By Alexander Kell, Janice Kew and Karin Matussek

(Bloomberg) — Steinhoff International Holdings rejected allegations of dishonesty made in a Manager-Magazin report that Chief Executive Officer Markus Jooste is among employees being investigated by German prosecutors in a 2015 case linked to possible accounting fraud.

A Steinhoff International Holdings NV logo sits on display outside the company’s offices in Stellenbosch on August 17, 2016. Photographer: Waldo Swiegers/Bloomberg

Substantial information in the article is “wrong or misleading,” the South African furniture and clothing retailer said in a statement Thursday. Referring to the start of the 2015 probe, Steinhoff said it appointed legal and external audit firms in Germany to investigate the matter and they concluded that “no evidence exists” that the company broke the country’s commercial laws, it said.

The stock rose 1.9 percent to 3.87 euros at 9:45 a.m. in Frankfurt after plunging as much as 17 percent on Thursday.

The report in Manager-Magazin relates to a case that began just before Steinhoff moved its primary listing to Frankfurt from Johannesburg in December 2015. In November of that year, German authorities searched Steinhoff offices in the town of Westerstede and visited private homes as part of an investigation by prosecutors in the town of Oldenburg into four current and former managers.

Steinhoff said at the time it was “fully committed” to support the probe and Thursday reiterated it has “engaged constructively” with the authorities. “No further investigations have been initiated nor any searches conducted as alleged in the article,” the company said.

The company is involved in ongoing civil litigation — including with a former joint-venture partner — and the outcome “should result in monetary remedy to be paid by the group,” Steinhoff said. However, “the payment of any such monetary remedy would not have a material adverse effect on the trading and/or financial condition.”

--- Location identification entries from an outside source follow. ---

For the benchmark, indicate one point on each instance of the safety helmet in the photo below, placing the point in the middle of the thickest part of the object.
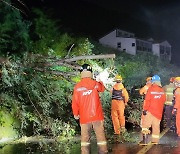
(118, 78)
(148, 79)
(155, 78)
(172, 79)
(177, 79)
(86, 67)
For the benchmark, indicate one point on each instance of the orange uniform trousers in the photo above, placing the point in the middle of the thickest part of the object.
(178, 123)
(98, 127)
(117, 115)
(151, 121)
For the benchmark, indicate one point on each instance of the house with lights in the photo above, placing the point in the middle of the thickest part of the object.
(127, 42)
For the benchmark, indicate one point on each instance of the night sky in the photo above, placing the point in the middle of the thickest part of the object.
(157, 19)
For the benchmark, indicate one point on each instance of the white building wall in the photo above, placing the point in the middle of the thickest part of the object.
(156, 49)
(112, 41)
(109, 40)
(126, 45)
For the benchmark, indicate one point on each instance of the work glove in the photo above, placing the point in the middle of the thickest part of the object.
(76, 117)
(145, 112)
(174, 111)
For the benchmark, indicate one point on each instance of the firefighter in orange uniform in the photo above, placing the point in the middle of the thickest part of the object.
(169, 90)
(176, 109)
(153, 110)
(87, 107)
(120, 98)
(144, 89)
(143, 92)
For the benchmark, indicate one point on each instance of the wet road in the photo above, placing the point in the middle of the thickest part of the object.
(169, 144)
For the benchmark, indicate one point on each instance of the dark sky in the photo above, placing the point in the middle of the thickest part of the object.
(159, 19)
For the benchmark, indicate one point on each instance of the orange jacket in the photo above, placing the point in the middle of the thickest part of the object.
(144, 89)
(155, 99)
(116, 103)
(169, 93)
(86, 102)
(177, 99)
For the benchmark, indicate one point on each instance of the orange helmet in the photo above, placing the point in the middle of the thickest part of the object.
(148, 79)
(177, 79)
(118, 77)
(172, 79)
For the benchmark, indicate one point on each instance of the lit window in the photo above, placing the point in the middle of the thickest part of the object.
(119, 45)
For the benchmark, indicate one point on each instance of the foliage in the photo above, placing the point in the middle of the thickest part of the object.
(41, 102)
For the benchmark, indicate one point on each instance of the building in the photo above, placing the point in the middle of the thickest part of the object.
(162, 50)
(126, 41)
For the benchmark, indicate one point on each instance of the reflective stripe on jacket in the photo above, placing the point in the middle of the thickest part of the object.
(116, 103)
(169, 93)
(155, 99)
(144, 89)
(177, 99)
(86, 102)
(117, 94)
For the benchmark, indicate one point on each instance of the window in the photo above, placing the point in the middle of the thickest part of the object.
(119, 45)
(133, 44)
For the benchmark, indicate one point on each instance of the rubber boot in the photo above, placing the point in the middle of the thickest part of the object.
(144, 140)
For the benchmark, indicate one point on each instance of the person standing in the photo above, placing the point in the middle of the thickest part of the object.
(143, 92)
(144, 89)
(176, 109)
(86, 106)
(120, 98)
(169, 90)
(153, 110)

Prosecutors suspect inflated revenue was reported on the balance sheets of units owned by the discount retailer, according to Manager-Magazin, which attributed the information to unidentified people at the prosecutor’s office. The sums involved are in the three-digit-million euro range, the magazine said.

Aggressive Expansion

Steinhoff has expanded aggressively over the past three years and has completed acquisitions in South Africa, the U.K. and the U.S. The company’s brands include low-cost sub-Saharan Africa chain Pep, Conforama in France and The Mattress Firm in the U.S. The company will announce third-quarter earnings on Aug. 31.

Steinhoff’s African unit is poised to take a 22.7 percent stake in Shoprite Holdings Ltd., Africa’s largest grocer, which will allow South African billionaire Christo Wiese to combine his retail assets on the continent after a proposed merger of the two companies fell through earlier this year.